[Resolved] DNS and WEBgui intermittent despite reinstalls and hardware change

Started by novalocke, April 30, 2025, 12:01:59 AM

Previous topic - Next topic
Hello,

I've been having seemingly very niche issues with my OPNsense router & firewall. Randomly, on average a few times a day, DNS resolution stops working and I can no longer access the web GUI for between 30 seconds and 15 minutes at a time, roughly. Some days it may not happen, some days it adds up to several hours. During this time, direct network pings still usually work to external networks like 8.8.8.8, but sometimes they fail as well, and Dig returns "Connection Refused" when trying to connect to the DNS server specified by the router over DHCP. Despite ping working, DNS resolution fails to servers other than unbound as well.

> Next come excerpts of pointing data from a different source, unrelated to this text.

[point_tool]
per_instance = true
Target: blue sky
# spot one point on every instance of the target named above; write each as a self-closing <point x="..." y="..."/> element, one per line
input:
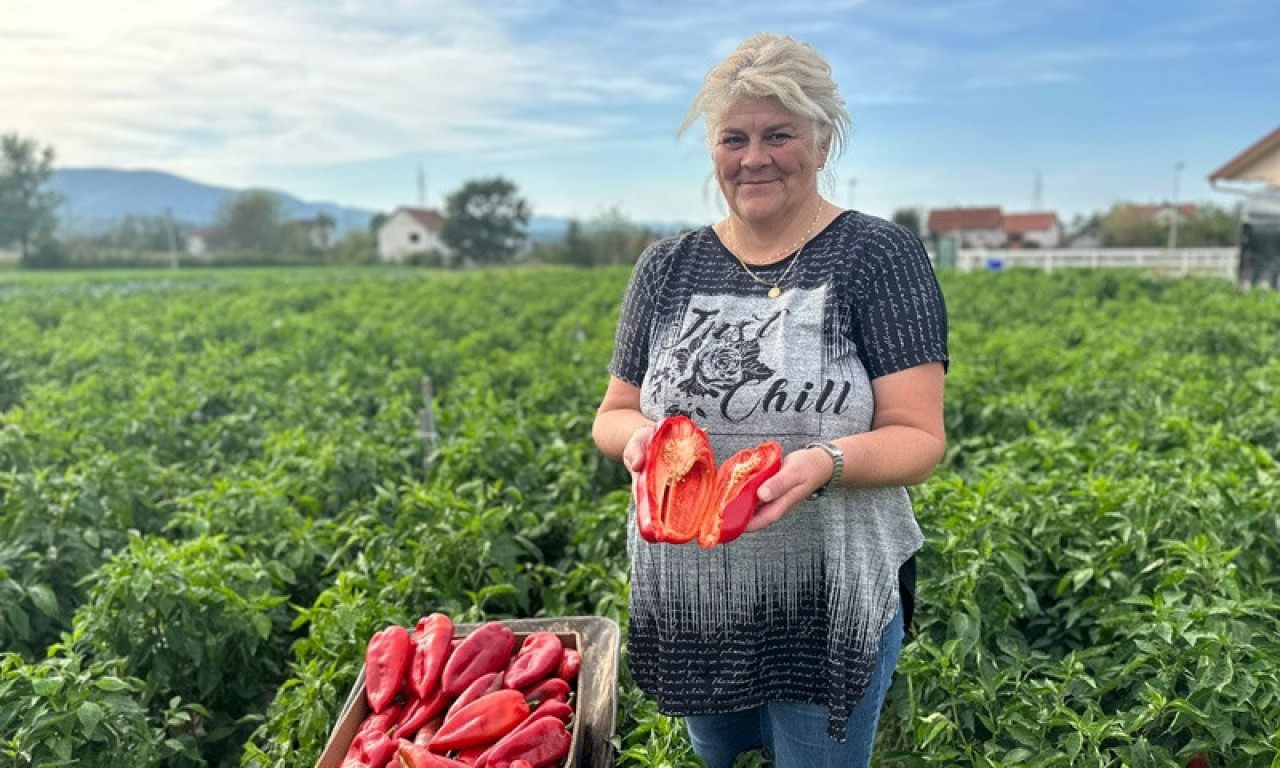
<point x="954" y="103"/>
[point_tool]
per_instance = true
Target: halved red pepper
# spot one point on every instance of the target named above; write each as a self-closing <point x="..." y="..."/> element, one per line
<point x="681" y="496"/>
<point x="487" y="649"/>
<point x="676" y="481"/>
<point x="385" y="662"/>
<point x="483" y="721"/>
<point x="736" y="483"/>
<point x="538" y="658"/>
<point x="432" y="640"/>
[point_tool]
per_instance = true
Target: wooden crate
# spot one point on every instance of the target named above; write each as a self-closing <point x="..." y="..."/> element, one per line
<point x="595" y="689"/>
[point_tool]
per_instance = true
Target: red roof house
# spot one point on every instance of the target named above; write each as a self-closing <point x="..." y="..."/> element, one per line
<point x="1040" y="228"/>
<point x="1258" y="163"/>
<point x="976" y="227"/>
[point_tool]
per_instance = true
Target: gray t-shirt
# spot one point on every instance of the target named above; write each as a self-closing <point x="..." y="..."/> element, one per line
<point x="792" y="612"/>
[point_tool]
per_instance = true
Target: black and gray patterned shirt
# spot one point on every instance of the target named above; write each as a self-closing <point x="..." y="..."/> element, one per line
<point x="792" y="612"/>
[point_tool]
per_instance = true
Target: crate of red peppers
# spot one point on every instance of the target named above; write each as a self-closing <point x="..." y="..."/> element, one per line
<point x="513" y="694"/>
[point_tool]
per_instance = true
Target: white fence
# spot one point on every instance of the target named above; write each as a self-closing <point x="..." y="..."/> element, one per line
<point x="1220" y="263"/>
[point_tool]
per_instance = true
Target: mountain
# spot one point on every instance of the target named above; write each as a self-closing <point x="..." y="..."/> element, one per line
<point x="95" y="197"/>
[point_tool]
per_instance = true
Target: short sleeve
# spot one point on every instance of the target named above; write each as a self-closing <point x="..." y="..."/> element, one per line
<point x="635" y="323"/>
<point x="899" y="306"/>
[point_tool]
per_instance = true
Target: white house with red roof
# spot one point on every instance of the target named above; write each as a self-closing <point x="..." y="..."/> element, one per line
<point x="1040" y="229"/>
<point x="408" y="231"/>
<point x="973" y="228"/>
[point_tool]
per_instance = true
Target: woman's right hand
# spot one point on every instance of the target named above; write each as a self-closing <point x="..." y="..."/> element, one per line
<point x="636" y="447"/>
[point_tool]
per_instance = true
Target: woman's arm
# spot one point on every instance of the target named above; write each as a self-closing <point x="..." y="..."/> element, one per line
<point x="620" y="429"/>
<point x="905" y="443"/>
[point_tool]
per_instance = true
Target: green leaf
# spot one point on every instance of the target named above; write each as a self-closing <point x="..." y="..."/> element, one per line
<point x="45" y="599"/>
<point x="90" y="716"/>
<point x="112" y="684"/>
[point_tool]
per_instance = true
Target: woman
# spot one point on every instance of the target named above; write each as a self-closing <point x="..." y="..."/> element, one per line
<point x="824" y="330"/>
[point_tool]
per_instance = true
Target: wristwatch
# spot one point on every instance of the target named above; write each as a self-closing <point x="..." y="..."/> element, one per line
<point x="837" y="460"/>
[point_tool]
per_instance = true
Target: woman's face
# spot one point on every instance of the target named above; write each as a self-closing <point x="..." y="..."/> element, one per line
<point x="767" y="161"/>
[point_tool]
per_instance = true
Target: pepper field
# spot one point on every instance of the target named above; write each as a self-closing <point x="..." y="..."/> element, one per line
<point x="214" y="488"/>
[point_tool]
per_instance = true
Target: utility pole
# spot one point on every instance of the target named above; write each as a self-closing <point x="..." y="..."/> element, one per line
<point x="173" y="238"/>
<point x="1173" y="222"/>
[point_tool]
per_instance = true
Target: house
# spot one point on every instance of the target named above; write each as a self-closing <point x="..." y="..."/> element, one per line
<point x="1258" y="163"/>
<point x="197" y="242"/>
<point x="973" y="228"/>
<point x="408" y="231"/>
<point x="1040" y="229"/>
<point x="1257" y="170"/>
<point x="1164" y="213"/>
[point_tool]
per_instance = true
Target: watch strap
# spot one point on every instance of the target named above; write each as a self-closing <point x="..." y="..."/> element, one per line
<point x="837" y="461"/>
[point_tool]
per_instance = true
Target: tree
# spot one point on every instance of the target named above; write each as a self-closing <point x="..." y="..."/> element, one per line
<point x="1129" y="227"/>
<point x="485" y="222"/>
<point x="28" y="213"/>
<point x="252" y="220"/>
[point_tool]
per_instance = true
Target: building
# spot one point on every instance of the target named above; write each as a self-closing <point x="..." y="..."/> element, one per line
<point x="408" y="231"/>
<point x="973" y="228"/>
<point x="1258" y="163"/>
<point x="1040" y="229"/>
<point x="1164" y="213"/>
<point x="1255" y="174"/>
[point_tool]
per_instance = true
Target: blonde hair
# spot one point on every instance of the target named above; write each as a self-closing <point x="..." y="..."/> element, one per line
<point x="775" y="65"/>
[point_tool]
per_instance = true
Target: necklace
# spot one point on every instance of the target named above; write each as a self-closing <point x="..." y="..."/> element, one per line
<point x="775" y="287"/>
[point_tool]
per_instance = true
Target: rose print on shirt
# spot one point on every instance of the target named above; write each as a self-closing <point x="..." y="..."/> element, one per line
<point x="714" y="357"/>
<point x="722" y="364"/>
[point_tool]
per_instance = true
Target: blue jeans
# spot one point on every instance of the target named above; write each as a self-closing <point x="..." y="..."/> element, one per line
<point x="795" y="732"/>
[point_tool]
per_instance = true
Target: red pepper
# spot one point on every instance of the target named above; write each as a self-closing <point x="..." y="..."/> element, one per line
<point x="487" y="649"/>
<point x="736" y="483"/>
<point x="677" y="481"/>
<point x="551" y="708"/>
<point x="412" y="721"/>
<point x="385" y="662"/>
<point x="552" y="688"/>
<point x="539" y="657"/>
<point x="432" y="640"/>
<point x="570" y="663"/>
<point x="429" y="730"/>
<point x="483" y="721"/>
<point x="414" y="755"/>
<point x="382" y="721"/>
<point x="485" y="684"/>
<point x="681" y="496"/>
<point x="542" y="743"/>
<point x="471" y="755"/>
<point x="378" y="749"/>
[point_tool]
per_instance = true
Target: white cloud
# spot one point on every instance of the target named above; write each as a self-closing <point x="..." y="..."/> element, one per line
<point x="218" y="90"/>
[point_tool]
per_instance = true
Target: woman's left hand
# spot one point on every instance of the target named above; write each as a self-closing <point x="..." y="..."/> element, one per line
<point x="801" y="472"/>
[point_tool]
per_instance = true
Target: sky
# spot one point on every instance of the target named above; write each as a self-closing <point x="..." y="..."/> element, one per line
<point x="1064" y="105"/>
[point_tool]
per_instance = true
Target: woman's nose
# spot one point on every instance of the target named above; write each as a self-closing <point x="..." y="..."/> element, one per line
<point x="757" y="155"/>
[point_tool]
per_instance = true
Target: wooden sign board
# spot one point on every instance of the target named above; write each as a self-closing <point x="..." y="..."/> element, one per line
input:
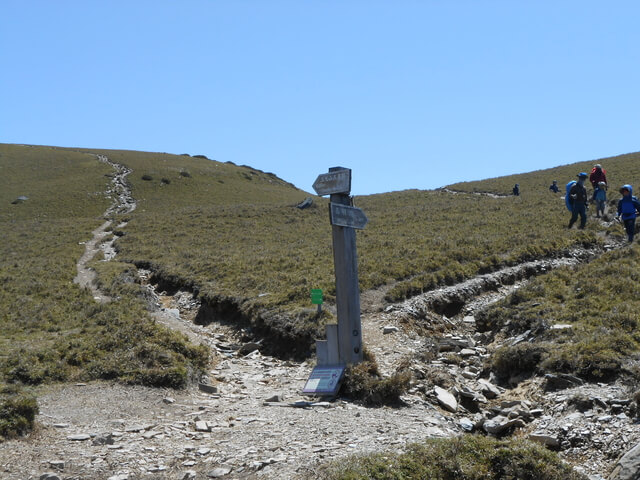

I am using a Protectli V1410 Vault with an SSD installed, running OPNsense 25.1.5_5. I have a second subnet on a different port for some servers, and this issue seems to happen on specific ports at a time. What I mean is, when my main LAN is having issues, the other network is still working completely fine. It is much less common this occurs on my other network, but when it does, it is independent of my main LAN. As a result, I have tried changing what port my LAN is on, and it made no change.

This issue starts happening randomly from immediately after installation having made no configuration changes, including before configuring DNS or my second subnet, and seems to happen completely independent of any kind of configuration. I have attached OPNsense to my logging stack, and I was getting no errors corresponding with this until I enabled logging SERVFAILs in Unbound in OPNsense. Attached is a picture of common error patterns in Grafana over the past 7 days.

I have tried reinstalling OPNsense many times, as well as swapping ethernet cables, trying three separate network switches, disconnecting the TP-link router I'm using for wifi with DHCP disabled, replacing the SSD, running memtest86, and completely replacing the firewall after troubleshooting with Protectli. I have tried swapping the power supply and outlet used, and monitoring power supplied to the vault I see no abnormality when this occurs. I have gone through a few updates since this started, and all audits come back fine in OPNsense.

I am very confused, and any help or ideas would be appreciated.

Thank you!


I am using a 2008 Atom mini-pc with 2gb ddr2 and having no issues whatsoever. Your box may be defective. Is this a cheapo made-in-China soapbox router? I am not familiar with this class of devices so pardon my ignorance. I prefer discontinued brand-name equipment to any new made-in-China stuff any time of day.

OP said Protectli V1410 Vault so not exactly no-name.
OP - This one seems to have intel interfaces so that rules out realtek problems straight away.
So although hardware problems could be the problem, it is IMO more likely to be configuration/application side. That means diagnostics are required and we can't guess your setup and its configuration.
The part I see of interest to begin with is "trying three separate network switches, disconnecting the TP-link router I'm using for wifi with DHCP disabled, replacing the SSD, running memtest86, and completely replacing the firewall after troubleshooting with Protectli. "
Please describe in detail this configuration setup.
In any cases, check dmesg and tell the DNS setup in your network, including OPN settings related to it.

Didn't think to check dmesg, turns out the TrueNAS server I have on my main network was trying to use the same IP address as my router for some reason.
arp: [MAC Adress] is using my IP address 192.168.1.1 on igc1!Haven't had any problems since resolving this, thank you very much!

Nice. Yes I tend to start with dmesg when diagnosing.
IP address conflicts are usually dhcp dynamic/static overlaps with ones directly assigned on clients.